Maphatsoe told City Press that, in addition to reviving the spirit of MK, the ANC’s former liberation wing, “the conference will have to speak to how we address the welfare of our cadres”.
“Welfare is not about food parcels; it is about getting comrades to play a meaningful role in the economy of the country,” he said.
“Other comrades are not deployed to be diplomats, so we need to have economic emancipation so that we remove this thing of ‘welfarist’ tendencies.
“When people see MK comrades, they say: ‘They are going to ask for money.’ Conference delegates should bring this to a halt.”
Gregory Nthatisi, spokesperson for the MK National Council, said: “Most of these comrades left the country when they were young. They went to train and participated in the history of the struggle. They made sure that this country got liberated.
“If you meet most of them today, you will see that because they do not have any work, they are needy. They need to be helped and treated like any other veteran in any history of the struggle.
“So, we must organise, and then come before the country and the government, and say: ‘Here are your sons and daughters, who laid their lives on the line for the struggle of this country. What can you do to empower them so that they must not be seen as disposable heroes?’” he said.
This weekend, the leaders of MKMVA and the MK National Council will visit all nine provinces “to inform the community of MK about the roadmap to the conference and about work that has been done so far in uniting the MK community”.
Maphatsoe said these visits would “clarify some of the things about the conference”.
“We do not want to go to a tense conference, because that will not achieve our desired outcome: unity,” he explained.
“We were divided; now we want to see a united outcome at the conference.
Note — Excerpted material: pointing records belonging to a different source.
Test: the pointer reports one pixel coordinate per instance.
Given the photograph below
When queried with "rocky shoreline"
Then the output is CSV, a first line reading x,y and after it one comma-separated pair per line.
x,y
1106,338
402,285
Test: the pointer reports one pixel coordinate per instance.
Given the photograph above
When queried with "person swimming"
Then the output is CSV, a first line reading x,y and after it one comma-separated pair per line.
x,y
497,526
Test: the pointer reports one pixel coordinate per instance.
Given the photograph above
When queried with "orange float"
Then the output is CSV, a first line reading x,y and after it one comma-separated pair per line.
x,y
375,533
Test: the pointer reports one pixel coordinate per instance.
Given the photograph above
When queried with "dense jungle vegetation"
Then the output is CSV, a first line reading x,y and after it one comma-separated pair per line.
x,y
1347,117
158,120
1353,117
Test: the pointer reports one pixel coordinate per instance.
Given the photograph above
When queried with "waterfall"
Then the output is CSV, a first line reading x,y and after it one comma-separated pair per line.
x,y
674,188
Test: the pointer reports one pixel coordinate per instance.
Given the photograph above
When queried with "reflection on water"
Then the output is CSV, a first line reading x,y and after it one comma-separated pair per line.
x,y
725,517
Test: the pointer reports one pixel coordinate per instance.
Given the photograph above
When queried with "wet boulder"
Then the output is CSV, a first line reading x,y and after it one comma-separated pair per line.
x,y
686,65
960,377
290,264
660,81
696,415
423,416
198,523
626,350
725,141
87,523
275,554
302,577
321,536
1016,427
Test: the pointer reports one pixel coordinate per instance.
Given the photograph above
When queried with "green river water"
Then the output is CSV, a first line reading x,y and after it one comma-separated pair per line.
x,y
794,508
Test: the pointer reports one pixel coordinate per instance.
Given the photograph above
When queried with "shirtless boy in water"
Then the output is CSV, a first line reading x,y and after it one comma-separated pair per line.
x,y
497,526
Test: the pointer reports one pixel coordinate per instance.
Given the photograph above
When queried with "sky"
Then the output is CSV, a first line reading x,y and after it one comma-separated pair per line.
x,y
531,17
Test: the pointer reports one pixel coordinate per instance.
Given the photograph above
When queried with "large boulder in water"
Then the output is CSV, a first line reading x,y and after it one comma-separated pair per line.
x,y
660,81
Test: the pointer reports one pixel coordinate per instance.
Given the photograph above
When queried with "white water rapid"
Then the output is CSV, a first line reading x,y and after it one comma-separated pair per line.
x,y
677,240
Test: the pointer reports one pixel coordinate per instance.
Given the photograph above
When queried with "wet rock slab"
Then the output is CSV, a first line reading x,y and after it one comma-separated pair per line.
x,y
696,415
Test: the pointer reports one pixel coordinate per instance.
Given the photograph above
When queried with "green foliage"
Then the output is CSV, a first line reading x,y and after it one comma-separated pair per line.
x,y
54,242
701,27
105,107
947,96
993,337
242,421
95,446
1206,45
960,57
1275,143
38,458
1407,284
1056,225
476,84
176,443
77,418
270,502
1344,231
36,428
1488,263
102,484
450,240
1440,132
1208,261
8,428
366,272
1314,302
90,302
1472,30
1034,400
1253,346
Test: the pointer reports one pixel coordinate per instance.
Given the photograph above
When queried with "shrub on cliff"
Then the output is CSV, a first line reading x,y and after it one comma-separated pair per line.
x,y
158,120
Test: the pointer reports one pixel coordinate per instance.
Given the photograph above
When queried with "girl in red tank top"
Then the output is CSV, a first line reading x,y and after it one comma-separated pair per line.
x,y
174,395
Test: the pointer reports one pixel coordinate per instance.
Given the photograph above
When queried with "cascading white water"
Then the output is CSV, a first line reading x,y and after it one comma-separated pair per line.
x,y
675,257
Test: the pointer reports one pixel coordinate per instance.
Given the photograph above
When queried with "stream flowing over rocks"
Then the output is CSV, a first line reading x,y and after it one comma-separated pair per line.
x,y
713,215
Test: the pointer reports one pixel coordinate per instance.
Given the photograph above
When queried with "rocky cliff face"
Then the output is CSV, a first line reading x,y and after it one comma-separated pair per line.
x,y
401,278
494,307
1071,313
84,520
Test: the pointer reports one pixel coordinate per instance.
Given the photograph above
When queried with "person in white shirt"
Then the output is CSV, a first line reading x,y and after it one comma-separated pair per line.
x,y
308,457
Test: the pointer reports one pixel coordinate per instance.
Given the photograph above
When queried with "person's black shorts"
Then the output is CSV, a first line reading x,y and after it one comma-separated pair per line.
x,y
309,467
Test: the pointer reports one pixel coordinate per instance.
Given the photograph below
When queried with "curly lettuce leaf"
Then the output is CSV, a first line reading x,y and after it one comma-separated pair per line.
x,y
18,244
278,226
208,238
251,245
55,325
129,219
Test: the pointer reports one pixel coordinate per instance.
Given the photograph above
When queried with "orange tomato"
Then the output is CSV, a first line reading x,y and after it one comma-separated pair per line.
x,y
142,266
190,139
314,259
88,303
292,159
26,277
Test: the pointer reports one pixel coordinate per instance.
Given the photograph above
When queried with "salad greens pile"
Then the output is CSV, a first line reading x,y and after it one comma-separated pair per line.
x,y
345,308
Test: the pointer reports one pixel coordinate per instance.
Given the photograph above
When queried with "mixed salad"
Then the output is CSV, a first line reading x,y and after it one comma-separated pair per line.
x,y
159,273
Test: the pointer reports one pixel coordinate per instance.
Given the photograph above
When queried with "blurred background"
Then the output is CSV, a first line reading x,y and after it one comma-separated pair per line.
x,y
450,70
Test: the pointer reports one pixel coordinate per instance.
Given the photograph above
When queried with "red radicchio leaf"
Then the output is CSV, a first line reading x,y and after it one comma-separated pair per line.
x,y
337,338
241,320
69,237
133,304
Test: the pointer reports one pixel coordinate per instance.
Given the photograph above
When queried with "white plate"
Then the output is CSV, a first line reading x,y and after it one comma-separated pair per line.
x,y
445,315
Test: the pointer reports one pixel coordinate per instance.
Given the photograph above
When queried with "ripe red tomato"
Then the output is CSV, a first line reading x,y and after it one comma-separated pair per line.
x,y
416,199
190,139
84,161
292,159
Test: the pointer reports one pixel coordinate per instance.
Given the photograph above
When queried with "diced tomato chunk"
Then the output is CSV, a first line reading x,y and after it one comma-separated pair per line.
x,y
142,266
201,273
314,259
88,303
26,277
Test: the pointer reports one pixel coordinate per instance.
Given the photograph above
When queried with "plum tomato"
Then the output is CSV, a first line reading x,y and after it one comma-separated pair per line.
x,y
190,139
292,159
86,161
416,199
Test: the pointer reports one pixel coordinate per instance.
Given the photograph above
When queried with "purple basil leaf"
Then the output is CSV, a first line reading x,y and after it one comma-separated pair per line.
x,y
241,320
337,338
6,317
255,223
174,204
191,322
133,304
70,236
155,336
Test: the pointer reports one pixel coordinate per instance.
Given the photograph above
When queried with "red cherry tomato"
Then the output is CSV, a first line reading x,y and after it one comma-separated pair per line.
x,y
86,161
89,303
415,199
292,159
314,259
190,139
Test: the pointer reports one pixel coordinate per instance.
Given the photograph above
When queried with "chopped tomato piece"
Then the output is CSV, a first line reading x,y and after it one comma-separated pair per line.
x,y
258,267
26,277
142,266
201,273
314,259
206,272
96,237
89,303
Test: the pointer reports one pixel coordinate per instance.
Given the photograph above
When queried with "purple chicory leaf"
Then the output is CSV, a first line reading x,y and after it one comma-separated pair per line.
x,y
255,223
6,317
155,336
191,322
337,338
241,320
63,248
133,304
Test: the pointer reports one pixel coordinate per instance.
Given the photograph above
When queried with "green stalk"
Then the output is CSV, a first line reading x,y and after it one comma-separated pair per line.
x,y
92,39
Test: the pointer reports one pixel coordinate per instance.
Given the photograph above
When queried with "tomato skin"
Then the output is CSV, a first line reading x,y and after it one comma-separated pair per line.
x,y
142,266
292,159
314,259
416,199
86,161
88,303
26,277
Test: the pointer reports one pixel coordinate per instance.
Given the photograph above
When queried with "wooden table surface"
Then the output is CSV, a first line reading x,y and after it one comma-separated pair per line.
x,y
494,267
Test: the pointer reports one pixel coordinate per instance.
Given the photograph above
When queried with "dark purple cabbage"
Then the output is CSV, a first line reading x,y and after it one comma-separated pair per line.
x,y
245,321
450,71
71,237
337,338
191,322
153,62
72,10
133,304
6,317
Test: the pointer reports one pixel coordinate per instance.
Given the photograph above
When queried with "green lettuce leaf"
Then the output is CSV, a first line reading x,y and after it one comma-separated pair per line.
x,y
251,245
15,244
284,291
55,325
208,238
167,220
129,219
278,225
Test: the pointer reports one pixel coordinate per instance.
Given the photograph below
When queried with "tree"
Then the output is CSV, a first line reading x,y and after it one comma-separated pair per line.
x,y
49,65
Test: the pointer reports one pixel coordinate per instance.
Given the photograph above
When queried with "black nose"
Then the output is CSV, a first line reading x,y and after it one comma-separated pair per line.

It must reflect a united MK. We do not want to get surprises at the conference; things must go smoothly.”
He said that from these weekend visits, lobbying for positions would be allowed and provinces could start interacting.
By next week, regional structures would start electing delegates.
Nthatisi said MK did not have branches like in ANC structures.
“The community is spread across the country, and in places where numbers agree, we will agree that they form branches. Those in the provinces are the ones that will generate the people who will be attending the conference,” he said.
Nthatisi said conference delegates would elect a leadership that was willing and able to implement the resolutions taken at the event.
“That leadership must represent different generations of MK. The leadership of MK should never be allowed to be at the centre of everything, but rather, the investment of this unity should infiltrate into the ANC.”
The elephant in the room had for a long time been whether delegates would be selected based on their different detachments – which consisted of different generations of MK combatants – or according to provinces.
Maphatsoe said there was consensus that conference delegation should be determined according to provinces – because the detachments route had the potential of fuelling factionalism, whereby people would align only with the views of the group they belonged to.
“We must teach ourselves to accept democracy,” he said.
“We must move away from dividing MK according to generations, because unity is not about generations but about why the MK was formed and whether it has achieved its objectives.”